Merritt sighed and drained the last of his glass.

“What time did the phone ring the next morning?”

“At about ten o’clock. Hayley in mild hysterics. Enid and Glenys have gone stark raving mad, she said. Found cowering in the corner of a derelict building at Chilworth Gunpowder Mills. Attacked a dog walker with pitchforks, she said. Might lose his leg, apparently. Armed response unit called in. Started jabbering about Russians and Catholics and battlefield nukes. Four hour standoff before they surrendered, it seems. House full of whacko conspiracy books and Nazi symbolism. Must have suffered some kind of collective psychosis. Currently detained indefinitely in what used to be the county asylum. I made a series of convincing sympathetic noises as she relayed all this to me.”

Larkin finished his drink and sat back. “A hugely successful operation all round, really. Quite humanely done. And to think you accused me of something as blunt and crude as murder just a few minutes ago.”

Merritt turned this over in his mind for a few moments. The Albanians had returned to their table in a more convivial mood and were now engaged in a noisy physical contest that fell somewhere between arm wrestling and torture.

“Larkin, you are sitting in a dingy city centre pub drinking out of date miniature wines surrounded by volatile foreigners. And by your own admission, Hayley, upon whom your future idle rich lifestyle depended upon, is long gone. There must have been a rather large fly in the ointment.”
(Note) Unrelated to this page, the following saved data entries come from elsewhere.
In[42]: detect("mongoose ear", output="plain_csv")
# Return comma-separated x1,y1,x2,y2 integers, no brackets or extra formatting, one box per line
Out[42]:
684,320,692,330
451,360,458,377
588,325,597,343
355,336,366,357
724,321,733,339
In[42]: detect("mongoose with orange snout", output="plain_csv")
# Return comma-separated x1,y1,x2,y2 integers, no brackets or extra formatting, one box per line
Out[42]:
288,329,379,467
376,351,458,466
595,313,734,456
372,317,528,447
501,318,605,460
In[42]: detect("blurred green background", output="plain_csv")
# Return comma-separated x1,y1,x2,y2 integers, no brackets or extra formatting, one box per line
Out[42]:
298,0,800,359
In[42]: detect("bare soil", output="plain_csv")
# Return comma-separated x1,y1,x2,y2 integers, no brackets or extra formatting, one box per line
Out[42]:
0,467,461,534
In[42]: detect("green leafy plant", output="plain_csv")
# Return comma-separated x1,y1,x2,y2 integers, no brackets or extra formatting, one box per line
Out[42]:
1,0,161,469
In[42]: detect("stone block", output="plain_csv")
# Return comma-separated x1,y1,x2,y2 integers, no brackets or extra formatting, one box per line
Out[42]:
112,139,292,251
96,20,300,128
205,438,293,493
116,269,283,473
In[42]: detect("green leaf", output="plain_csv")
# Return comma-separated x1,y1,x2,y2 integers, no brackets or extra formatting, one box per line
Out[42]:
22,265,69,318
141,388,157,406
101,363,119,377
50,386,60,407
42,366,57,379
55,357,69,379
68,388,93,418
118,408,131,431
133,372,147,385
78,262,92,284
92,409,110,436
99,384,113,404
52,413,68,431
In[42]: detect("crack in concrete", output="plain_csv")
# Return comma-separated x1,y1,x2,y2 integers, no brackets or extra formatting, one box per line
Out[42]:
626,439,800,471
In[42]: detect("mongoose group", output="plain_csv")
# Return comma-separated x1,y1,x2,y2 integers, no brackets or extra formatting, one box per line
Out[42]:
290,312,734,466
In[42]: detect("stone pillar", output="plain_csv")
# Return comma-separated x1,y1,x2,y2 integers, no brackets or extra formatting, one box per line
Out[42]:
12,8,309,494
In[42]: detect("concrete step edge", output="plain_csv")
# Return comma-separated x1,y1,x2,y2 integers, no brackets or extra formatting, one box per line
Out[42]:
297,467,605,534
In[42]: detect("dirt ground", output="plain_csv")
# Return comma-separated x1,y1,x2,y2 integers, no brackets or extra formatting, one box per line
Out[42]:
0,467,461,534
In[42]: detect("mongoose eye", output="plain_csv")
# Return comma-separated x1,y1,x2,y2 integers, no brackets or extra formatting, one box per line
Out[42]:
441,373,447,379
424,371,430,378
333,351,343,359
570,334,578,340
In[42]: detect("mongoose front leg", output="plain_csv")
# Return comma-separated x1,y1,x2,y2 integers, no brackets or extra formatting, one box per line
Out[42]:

Larkin screwed up his face and sighed.

“Timing,” he moaned. “I am a victim of timing. Just as all this came to fruition, the Russians did actually invade Ukraine.”

“What of it? Blackheath Common isn’t anywhere near Ukraine.”

“Quite correct, old chap, quite correct. But despite my best efforts to persuade her otherwise, she has convinced herself the incident at her aunts’ house is connected to the current military situation in eastern Europe. Some kind of psy-op, she thinks. Like that business up at Salisbury with the nerve gas. She believes they were testing some kind of hallucinogenic chemical weapon out and the Icke books and swastikas were planted there by Russian spies as a cover for it all. That is what she thinks led to the whole psychotic episode business and subsequent sectioning of both her only living relatives.”

“But surely that doesn’t affect the whole power of attorney business? The money is safe. All you have to do is nod and agree, say yes, dear and continue to have joyless relations with her now and again until you’re home and dry and legally entitled to half of it, surely?”

“Not really. She’s in the process of donating all of the money to the Ukrainian war effort. In fact, she is out in Ukraine right now firing rockets at Russian tanks.”

“Ah. I see. So near, yet so far away.”

“The last text I got from her was to say she’d fallen in love with a Lithuanian mercenary called Modestas. Said she was very sorry and all that but his life goals are more aligned with hers than mine will ever be. Said they’d just immobilised a T-14 together with some C4 and half a dozen grenades. I wouldn’t even know which way up to hold a grenade, let alone blow up a tank with one. ”

“An unlucky break,” said Merritt glancing anxiously at his watch and gathering up his jacket. “But that’s always been the problem with women, old chap. Nothing’s ever really good enough for them.”